Well frozen ammonia would be far supperior to water ice anyways. Oxygen is easy to find, and the moon has pleanty of it, but nitrogen is fairly rare out in the solar system (little to none on the moon, mars, and most asteriods), so finding a source of it on the moon would be excelent. Luckily, nitrogen is recycled fairly effiecently by natural systems. We don't even touch the N2 in our air, and plants and animals fairly efficently recycle the nitrogen in there systems, and without any mechanical help from us. Compare this to carbon, which is recycled not nearly as efficently in the ground (although it makes up a much smaller part of the cycle there), and less than optimaly in the air, where it usualy has to be recycled by mechanical means anyways.

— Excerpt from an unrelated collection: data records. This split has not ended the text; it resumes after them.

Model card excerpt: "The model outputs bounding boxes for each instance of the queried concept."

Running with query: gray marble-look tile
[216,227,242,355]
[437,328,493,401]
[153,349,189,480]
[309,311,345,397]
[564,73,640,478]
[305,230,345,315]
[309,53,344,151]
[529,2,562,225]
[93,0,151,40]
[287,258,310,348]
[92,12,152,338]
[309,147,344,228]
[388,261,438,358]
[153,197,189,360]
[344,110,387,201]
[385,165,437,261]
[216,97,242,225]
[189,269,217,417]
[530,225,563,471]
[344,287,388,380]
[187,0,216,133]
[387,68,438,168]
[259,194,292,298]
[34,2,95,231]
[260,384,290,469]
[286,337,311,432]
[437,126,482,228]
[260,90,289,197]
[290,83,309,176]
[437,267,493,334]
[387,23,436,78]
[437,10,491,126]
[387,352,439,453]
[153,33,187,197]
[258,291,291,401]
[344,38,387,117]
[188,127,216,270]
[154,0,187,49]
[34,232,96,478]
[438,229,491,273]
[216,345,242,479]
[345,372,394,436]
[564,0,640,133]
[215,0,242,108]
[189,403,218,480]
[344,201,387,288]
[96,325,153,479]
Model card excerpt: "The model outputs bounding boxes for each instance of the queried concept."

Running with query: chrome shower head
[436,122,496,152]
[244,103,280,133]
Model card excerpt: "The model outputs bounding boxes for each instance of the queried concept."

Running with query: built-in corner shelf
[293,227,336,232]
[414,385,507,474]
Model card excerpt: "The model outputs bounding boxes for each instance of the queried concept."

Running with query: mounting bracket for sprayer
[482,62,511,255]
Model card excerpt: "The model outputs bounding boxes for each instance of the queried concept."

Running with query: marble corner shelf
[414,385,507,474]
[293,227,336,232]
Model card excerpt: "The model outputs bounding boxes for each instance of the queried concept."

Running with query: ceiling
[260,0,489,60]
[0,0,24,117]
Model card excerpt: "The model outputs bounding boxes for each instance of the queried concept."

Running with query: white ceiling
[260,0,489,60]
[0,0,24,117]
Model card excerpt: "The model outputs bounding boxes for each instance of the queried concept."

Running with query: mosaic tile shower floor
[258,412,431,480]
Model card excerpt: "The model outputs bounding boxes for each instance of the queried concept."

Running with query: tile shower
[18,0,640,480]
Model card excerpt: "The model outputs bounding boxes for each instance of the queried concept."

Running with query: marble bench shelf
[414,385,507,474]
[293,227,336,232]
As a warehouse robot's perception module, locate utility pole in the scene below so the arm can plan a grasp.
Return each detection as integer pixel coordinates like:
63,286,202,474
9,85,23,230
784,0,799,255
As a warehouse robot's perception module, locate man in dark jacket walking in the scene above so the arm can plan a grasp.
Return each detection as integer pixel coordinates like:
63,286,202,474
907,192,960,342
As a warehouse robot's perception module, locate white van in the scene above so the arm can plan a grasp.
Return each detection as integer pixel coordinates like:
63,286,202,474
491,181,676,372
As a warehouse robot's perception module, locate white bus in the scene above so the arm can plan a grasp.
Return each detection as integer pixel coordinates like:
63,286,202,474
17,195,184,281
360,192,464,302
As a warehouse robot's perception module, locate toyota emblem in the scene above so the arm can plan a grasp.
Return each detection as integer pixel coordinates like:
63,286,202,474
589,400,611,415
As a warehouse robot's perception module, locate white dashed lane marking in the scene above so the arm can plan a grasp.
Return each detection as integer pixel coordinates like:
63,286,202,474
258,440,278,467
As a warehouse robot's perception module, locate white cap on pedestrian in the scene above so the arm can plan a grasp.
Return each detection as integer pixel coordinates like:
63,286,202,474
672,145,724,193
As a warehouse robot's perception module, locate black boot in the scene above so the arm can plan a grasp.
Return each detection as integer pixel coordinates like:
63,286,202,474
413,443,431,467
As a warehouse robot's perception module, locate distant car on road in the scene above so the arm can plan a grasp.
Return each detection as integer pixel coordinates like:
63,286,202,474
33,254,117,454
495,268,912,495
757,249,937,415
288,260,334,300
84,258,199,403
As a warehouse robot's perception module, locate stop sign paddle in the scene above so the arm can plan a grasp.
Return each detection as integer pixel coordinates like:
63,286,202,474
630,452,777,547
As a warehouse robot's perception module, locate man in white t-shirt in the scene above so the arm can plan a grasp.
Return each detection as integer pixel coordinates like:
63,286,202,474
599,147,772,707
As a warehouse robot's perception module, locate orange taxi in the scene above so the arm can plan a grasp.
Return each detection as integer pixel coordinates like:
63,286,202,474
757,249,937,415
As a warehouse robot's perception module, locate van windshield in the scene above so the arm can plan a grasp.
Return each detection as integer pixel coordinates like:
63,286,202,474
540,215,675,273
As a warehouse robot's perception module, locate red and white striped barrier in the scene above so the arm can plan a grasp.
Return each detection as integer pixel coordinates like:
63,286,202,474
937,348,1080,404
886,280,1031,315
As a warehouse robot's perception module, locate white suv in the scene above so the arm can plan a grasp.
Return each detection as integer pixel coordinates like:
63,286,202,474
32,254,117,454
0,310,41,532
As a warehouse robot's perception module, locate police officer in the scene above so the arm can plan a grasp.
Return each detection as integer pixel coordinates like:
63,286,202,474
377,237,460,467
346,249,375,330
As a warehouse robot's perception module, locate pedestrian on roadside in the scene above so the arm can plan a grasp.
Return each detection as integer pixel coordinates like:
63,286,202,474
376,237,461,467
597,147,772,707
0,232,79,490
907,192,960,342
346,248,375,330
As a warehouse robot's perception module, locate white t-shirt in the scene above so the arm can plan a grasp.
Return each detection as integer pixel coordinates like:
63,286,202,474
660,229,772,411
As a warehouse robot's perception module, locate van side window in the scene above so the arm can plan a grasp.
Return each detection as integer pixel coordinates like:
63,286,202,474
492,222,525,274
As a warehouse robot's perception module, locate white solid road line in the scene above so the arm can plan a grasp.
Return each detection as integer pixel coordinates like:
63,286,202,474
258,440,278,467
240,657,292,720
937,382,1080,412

In anycase finding ammonia or methane ice on the moon would be great, and the dissasociation of ammonia and methane of there hydrogen should pose little problem. However, water ice is still the most likely prospect. Nitrogen, carbon, and practicly every other element you could consider are just plain more rare in the universe than oxygen. Also in craters sheltered from solar wind and radiation, there is still cosmic radiation to consider. It comes from just about every angle imagniable, and the moon (lacking an atmosphere and magnetic field), suffers more strongly from it than earth. It could cause dissasociation and loss of hydrogen atoms as well.

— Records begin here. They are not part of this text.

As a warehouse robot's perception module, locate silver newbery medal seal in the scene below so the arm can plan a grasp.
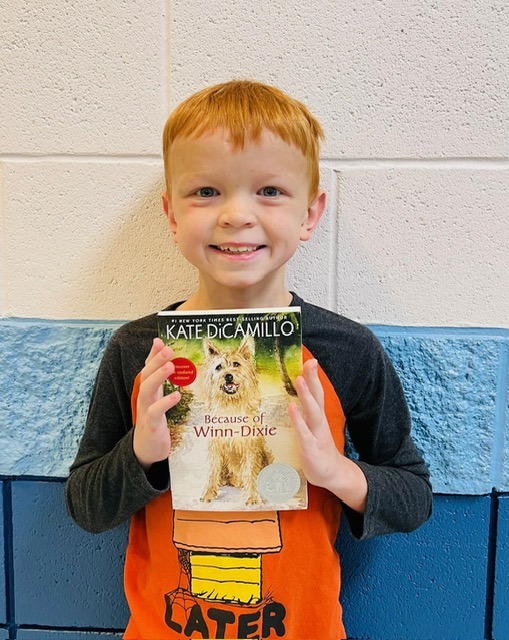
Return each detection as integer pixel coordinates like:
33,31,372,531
256,462,300,503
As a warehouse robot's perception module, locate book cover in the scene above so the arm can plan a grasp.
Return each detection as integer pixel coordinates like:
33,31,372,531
158,307,307,511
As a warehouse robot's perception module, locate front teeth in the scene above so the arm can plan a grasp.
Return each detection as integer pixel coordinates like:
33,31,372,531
217,247,258,253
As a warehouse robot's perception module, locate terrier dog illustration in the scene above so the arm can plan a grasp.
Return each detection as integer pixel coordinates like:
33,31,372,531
202,336,274,505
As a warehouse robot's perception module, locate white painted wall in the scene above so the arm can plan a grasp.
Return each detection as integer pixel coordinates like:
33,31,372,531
0,0,509,327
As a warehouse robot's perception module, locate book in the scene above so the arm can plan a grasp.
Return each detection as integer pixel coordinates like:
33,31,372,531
158,307,307,511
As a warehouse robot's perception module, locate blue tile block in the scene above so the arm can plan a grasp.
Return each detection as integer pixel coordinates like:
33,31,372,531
0,319,118,477
338,496,488,640
493,496,509,640
12,480,128,630
16,629,122,640
0,482,7,624
376,328,505,495
497,356,509,491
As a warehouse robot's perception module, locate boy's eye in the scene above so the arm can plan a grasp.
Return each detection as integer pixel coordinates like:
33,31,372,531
195,187,217,198
260,187,281,198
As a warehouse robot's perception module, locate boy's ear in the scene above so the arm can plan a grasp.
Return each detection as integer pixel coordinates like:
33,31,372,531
161,191,177,239
300,191,326,240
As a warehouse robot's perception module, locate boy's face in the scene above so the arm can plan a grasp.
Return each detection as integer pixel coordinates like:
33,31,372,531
163,130,325,304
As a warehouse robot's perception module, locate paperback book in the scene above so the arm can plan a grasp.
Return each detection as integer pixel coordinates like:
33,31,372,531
158,307,307,511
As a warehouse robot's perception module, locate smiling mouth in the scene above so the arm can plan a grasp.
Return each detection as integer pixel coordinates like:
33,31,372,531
221,382,240,396
210,244,265,254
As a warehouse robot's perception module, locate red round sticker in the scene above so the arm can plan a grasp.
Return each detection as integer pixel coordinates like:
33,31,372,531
168,358,196,387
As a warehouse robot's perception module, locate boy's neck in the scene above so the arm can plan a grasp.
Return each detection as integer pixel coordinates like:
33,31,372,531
179,287,293,311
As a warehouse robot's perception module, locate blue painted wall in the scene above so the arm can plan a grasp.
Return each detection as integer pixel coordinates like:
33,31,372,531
0,320,509,640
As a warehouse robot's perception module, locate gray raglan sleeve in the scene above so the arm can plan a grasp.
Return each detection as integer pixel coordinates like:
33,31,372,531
65,332,169,533
345,334,432,539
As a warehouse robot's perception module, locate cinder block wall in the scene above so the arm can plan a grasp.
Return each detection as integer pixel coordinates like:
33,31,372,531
0,0,509,640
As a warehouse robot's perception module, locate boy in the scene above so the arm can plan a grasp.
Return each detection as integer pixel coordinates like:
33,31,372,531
66,81,431,640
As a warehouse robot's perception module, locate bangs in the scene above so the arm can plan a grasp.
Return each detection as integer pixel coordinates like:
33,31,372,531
163,80,324,199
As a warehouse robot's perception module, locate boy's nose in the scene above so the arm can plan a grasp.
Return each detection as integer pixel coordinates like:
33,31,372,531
219,198,256,227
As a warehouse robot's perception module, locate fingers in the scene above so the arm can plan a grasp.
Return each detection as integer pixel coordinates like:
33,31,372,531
288,359,329,438
302,358,325,411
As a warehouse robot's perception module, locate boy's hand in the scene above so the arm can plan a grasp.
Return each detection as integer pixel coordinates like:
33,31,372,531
288,359,367,512
133,338,181,471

I agree with GCN on this one. Domes aren't a bad idea on mars, where there is an atmosphere to speak and the water concentration is much greater. You wouldn't have to dome huge sections, just move the dome after you have collected a good amount.
On the moon things are diffrent. A soil oven is a much better choice, and would necessarily have to be extreamly complicated. For example, you could dumb you water bearing soil into some sort of transparent container, then just focus a series of mirrors on into heat it greatly and collect the vapor. With the moons extreamly long days, there is no reason you couldn't do this in very large quantities at once (maybe put a stirrer in it to shake it up every now and then), and get a good amount of water without to much trouble, that is if you could find good water bearing soil.
As for what the hydrogen readings on the moon actualy are, I think water is the realy the most serious option, if the readings are correct and they actualy are detecting hydrogen. The O-H bond in water is like the secound strongest bond possible for hydrogen (only H-F is stronger IIRC). So water tends to be pretty stable and resistant to cosmic radiation. Not that there are not other possibilities but water (possible trapped up in a mineral) is the strongest one. The only other possiblities I could think of is HF, but hydroflouric acid does not form strong hydrogen bonds like water does and so whole molecules of it could wind up lost out into space. Most covalent compounds are even more unlikley as the hydrogen would simply be ionized off even easier then a crystal of HF would be.
I don't know about fagile, but it would seem you would need a fairly large plate to achive a signifigant amount of thrust per blast.
How do you fill the wells back up with hydrogen after you blast it off, or is it a one shot only kind of deal?
Liquified CO2 would be neat, because it would evaporate quickly fairly quickly at typical martian temps and pressures. The liquied would hopefully quickly wash off the dust, and then evaporate taking any remaining particles with it.
One of the problems with this is that liquid CO2 is obvioulsy fairly cold.
I would simply use an "air-currtain" or a blown wall of higher pressure air to block enviromental dust from getting into the airlock and to help clean the dust off of the suit. I would then have use an "air-pick" to detail the suit, and blow off any remaining dust. Of course, filtered CO2 would be used for the "air" in the system.
One of the problems with this setup is that it would be fairly bulky, since you would need an air-lock big enough to clean the suit off in. It would probably be easy enough to do at the base, but more difficult on the rovers where space is a premium.
As for filtering CO2, that should be pretty easy. Liquify it, the dust should settle to the bottow, and the evaporate CO2 off of the top. Presto, filtered CO2.